これは、同月に行われたマクドナルドの愛称が「マック」なのか「マクド」なのかをSNSで投票してもらう、「マックなのか?マクドなのか?おいしさ対決!」キャンペーンの一環として行われた施策だった。最終的に関西勢の「マクド」が勝利したことを記念して、カサノバ社長(当時)の公式サイトあいさつ文を関西弁に変えるという、遊び心のある施策を行ったのだ。

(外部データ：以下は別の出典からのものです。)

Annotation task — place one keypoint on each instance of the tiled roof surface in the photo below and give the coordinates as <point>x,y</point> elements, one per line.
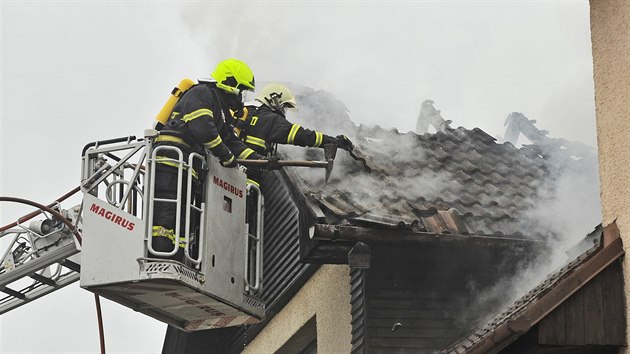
<point>459,181</point>
<point>487,331</point>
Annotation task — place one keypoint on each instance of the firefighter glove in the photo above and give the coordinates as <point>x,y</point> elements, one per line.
<point>273,163</point>
<point>344,143</point>
<point>230,162</point>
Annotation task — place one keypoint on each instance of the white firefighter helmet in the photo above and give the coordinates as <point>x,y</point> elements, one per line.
<point>277,97</point>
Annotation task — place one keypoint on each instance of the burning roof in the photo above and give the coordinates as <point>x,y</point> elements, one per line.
<point>455,181</point>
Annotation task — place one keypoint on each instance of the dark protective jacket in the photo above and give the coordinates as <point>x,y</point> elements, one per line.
<point>198,122</point>
<point>265,127</point>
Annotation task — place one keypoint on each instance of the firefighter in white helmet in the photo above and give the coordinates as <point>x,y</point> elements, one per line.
<point>266,126</point>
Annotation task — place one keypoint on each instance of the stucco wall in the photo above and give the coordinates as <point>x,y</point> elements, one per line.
<point>610,34</point>
<point>327,297</point>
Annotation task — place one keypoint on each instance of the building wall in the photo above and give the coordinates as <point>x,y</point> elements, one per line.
<point>326,296</point>
<point>610,34</point>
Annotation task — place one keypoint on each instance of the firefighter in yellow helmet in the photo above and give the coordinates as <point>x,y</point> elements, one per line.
<point>198,123</point>
<point>266,126</point>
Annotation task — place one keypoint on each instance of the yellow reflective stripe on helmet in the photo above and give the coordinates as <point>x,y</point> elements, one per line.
<point>319,137</point>
<point>225,163</point>
<point>292,134</point>
<point>172,162</point>
<point>196,114</point>
<point>245,154</point>
<point>256,141</point>
<point>214,143</point>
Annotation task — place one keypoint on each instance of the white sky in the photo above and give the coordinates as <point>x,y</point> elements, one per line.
<point>79,71</point>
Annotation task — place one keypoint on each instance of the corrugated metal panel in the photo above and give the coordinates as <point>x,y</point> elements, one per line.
<point>359,310</point>
<point>283,273</point>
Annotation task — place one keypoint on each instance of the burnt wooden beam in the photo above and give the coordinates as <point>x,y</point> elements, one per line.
<point>510,330</point>
<point>326,232</point>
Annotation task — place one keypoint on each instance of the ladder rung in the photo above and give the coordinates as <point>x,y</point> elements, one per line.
<point>71,265</point>
<point>13,293</point>
<point>42,279</point>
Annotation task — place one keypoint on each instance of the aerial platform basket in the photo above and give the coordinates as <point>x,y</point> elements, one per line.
<point>212,288</point>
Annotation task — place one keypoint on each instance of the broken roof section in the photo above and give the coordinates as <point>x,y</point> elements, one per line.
<point>455,181</point>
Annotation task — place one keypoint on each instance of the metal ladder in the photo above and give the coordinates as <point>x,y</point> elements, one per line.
<point>37,260</point>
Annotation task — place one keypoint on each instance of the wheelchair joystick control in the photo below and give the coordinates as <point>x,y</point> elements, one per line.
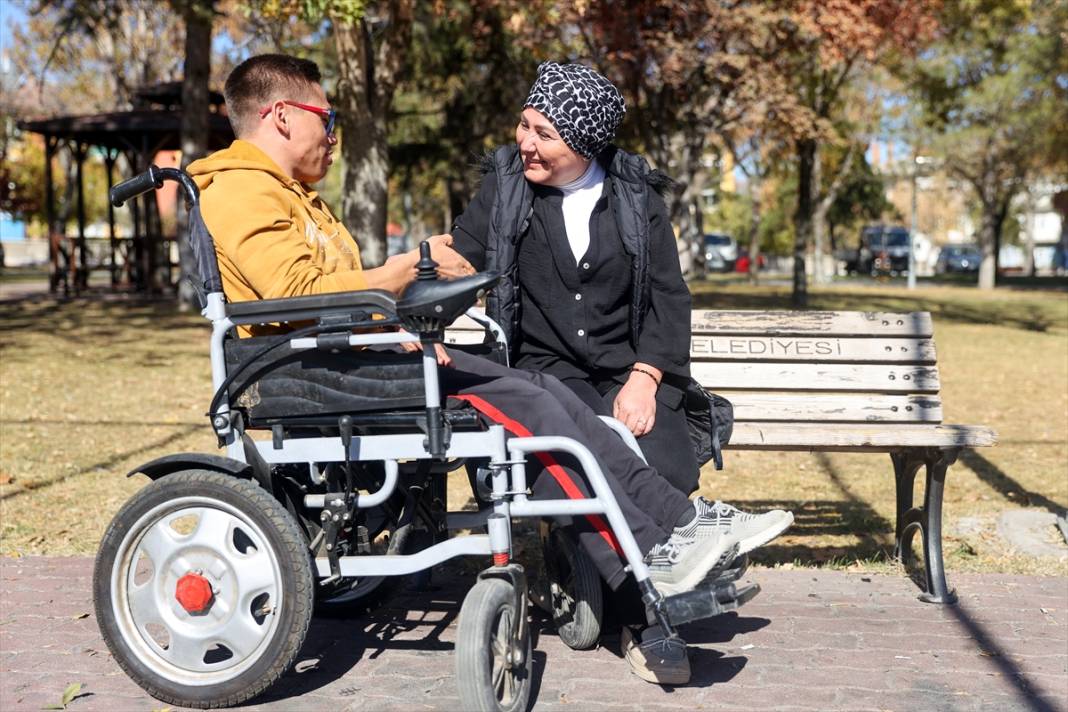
<point>426,268</point>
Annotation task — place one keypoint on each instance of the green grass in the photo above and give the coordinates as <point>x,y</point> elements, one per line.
<point>90,389</point>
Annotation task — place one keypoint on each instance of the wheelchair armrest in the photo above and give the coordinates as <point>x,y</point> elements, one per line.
<point>270,310</point>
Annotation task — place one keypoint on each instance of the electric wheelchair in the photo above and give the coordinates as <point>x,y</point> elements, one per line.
<point>206,580</point>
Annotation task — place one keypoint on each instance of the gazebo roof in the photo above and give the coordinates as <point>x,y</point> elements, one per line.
<point>139,129</point>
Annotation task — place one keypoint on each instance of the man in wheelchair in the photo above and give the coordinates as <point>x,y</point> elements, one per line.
<point>276,238</point>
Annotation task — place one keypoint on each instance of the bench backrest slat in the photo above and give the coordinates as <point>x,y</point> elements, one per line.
<point>826,323</point>
<point>733,347</point>
<point>837,408</point>
<point>854,378</point>
<point>809,366</point>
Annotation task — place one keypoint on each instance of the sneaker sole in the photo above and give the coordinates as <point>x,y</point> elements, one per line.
<point>745,546</point>
<point>638,665</point>
<point>715,559</point>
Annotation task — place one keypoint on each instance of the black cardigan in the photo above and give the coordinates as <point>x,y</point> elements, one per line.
<point>577,317</point>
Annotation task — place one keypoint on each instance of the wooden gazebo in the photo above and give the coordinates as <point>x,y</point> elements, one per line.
<point>140,262</point>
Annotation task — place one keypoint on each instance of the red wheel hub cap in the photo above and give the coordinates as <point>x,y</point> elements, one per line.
<point>193,592</point>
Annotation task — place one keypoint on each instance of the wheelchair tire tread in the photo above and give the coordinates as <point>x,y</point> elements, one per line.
<point>288,536</point>
<point>473,634</point>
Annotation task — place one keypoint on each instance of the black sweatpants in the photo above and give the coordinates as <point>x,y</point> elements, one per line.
<point>666,447</point>
<point>528,404</point>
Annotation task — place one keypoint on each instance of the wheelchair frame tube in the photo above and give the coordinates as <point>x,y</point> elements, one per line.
<point>393,565</point>
<point>363,501</point>
<point>361,339</point>
<point>603,497</point>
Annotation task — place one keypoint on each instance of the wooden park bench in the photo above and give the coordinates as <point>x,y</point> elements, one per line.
<point>835,381</point>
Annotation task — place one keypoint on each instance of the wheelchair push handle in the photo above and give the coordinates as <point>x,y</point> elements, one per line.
<point>153,179</point>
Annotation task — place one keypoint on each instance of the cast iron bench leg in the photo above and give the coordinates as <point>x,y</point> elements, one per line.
<point>927,519</point>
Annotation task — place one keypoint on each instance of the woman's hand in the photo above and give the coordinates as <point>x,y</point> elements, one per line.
<point>451,264</point>
<point>635,405</point>
<point>443,358</point>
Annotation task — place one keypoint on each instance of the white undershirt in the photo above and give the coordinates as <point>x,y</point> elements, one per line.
<point>580,196</point>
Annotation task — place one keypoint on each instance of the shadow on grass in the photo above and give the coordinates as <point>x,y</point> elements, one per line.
<point>1005,486</point>
<point>33,486</point>
<point>101,318</point>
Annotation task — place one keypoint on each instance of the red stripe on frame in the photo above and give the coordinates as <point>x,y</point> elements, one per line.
<point>558,472</point>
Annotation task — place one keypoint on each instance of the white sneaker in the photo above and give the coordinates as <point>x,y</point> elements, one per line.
<point>751,531</point>
<point>682,563</point>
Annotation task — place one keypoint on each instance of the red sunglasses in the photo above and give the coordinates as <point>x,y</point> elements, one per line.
<point>329,114</point>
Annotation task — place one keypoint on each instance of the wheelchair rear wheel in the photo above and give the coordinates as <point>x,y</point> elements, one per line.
<point>576,597</point>
<point>492,664</point>
<point>202,589</point>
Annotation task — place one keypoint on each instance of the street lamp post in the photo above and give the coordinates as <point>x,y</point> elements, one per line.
<point>917,161</point>
<point>912,232</point>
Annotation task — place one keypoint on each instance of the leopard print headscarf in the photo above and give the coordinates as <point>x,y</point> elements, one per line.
<point>584,107</point>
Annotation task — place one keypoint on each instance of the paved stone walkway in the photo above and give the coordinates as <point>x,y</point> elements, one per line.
<point>812,641</point>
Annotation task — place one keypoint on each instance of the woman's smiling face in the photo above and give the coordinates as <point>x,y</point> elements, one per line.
<point>547,159</point>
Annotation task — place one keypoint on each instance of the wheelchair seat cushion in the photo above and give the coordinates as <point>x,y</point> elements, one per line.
<point>291,383</point>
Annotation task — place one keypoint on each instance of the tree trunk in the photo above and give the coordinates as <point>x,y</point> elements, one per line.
<point>366,78</point>
<point>988,246</point>
<point>195,125</point>
<point>1029,236</point>
<point>363,129</point>
<point>755,191</point>
<point>802,220</point>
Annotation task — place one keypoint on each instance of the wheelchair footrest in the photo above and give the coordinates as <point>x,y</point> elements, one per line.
<point>707,602</point>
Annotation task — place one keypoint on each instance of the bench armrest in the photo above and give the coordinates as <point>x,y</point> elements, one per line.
<point>280,310</point>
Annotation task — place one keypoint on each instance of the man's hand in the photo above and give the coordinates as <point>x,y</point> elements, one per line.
<point>635,405</point>
<point>451,264</point>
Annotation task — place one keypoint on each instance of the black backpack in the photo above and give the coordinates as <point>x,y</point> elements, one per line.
<point>710,418</point>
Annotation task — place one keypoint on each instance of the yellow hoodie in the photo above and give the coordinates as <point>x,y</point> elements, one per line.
<point>273,236</point>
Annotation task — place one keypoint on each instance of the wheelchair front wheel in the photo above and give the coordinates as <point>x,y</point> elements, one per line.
<point>202,589</point>
<point>576,597</point>
<point>492,664</point>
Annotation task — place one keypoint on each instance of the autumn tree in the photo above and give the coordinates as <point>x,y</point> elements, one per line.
<point>835,42</point>
<point>993,95</point>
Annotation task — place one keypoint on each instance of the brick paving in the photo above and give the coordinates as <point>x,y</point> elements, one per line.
<point>812,641</point>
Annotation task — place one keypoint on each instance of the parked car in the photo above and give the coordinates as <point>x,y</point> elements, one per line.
<point>720,252</point>
<point>958,258</point>
<point>883,250</point>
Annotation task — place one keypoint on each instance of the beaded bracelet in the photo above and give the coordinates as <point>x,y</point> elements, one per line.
<point>647,373</point>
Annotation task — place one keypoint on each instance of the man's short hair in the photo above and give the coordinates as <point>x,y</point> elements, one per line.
<point>260,80</point>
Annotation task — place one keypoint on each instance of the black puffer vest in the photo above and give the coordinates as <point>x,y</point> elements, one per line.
<point>630,179</point>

人々の親しみと関与度を増すために、さまざまな顧客参加型キャンペーンを行ったが、企業広報とも連携させ、カサノバ社長のイメージアップにもつなげていくという、戦略的かつ、首尾一貫した取り組みであった。
マクドナルドに学ぶ「ピンチをチャンスに変える」秘訣
不祥事をきっかけに、全方位的な改革を行うことで、レピュテーション(評判)と業績の早期回復と向上を実現することができた。2014年~2015年にわたる一連の不祥事がなければ、マクドナルドはここまで業績を伸ばすことはできなかったのではないかと思われる。
そういう意味では、カサノバ氏指揮下の日本マクドナルド社は「ピンチをチャンスに変えた」好事例と言えるだろう
もちろん、この改革はカサノバ氏ひとりの力でなしえたものとは思えない。社内外の多くのブレインが関わり、一丸となって改革を進めたことで可能になったものに違いない。ただ、経営者にとって、第三者の意見を取り入れて、自らを変えていくことは、そう容易なことではない。だからこそ、多くの企業は不祥事が起きた後、業績が低迷を続けたり、経営者が退任を余儀なくされたりするのだ。
マクドナルドは、改革の過程においても、数多くの批判にさらされ続けていた。顧客の声を聞いたり、顧客参加型の施策を行ったりすること、一時的にネガティブな声が増幅されてしまった側面もあった。しかし、それを続けることで、最終的に批判の声は減っていった。
批判はされないに越したことはないが、ブランド価値が毀損された企業が信頼回復を達成するうえで、批判は避けては通れないいばらの道でもある。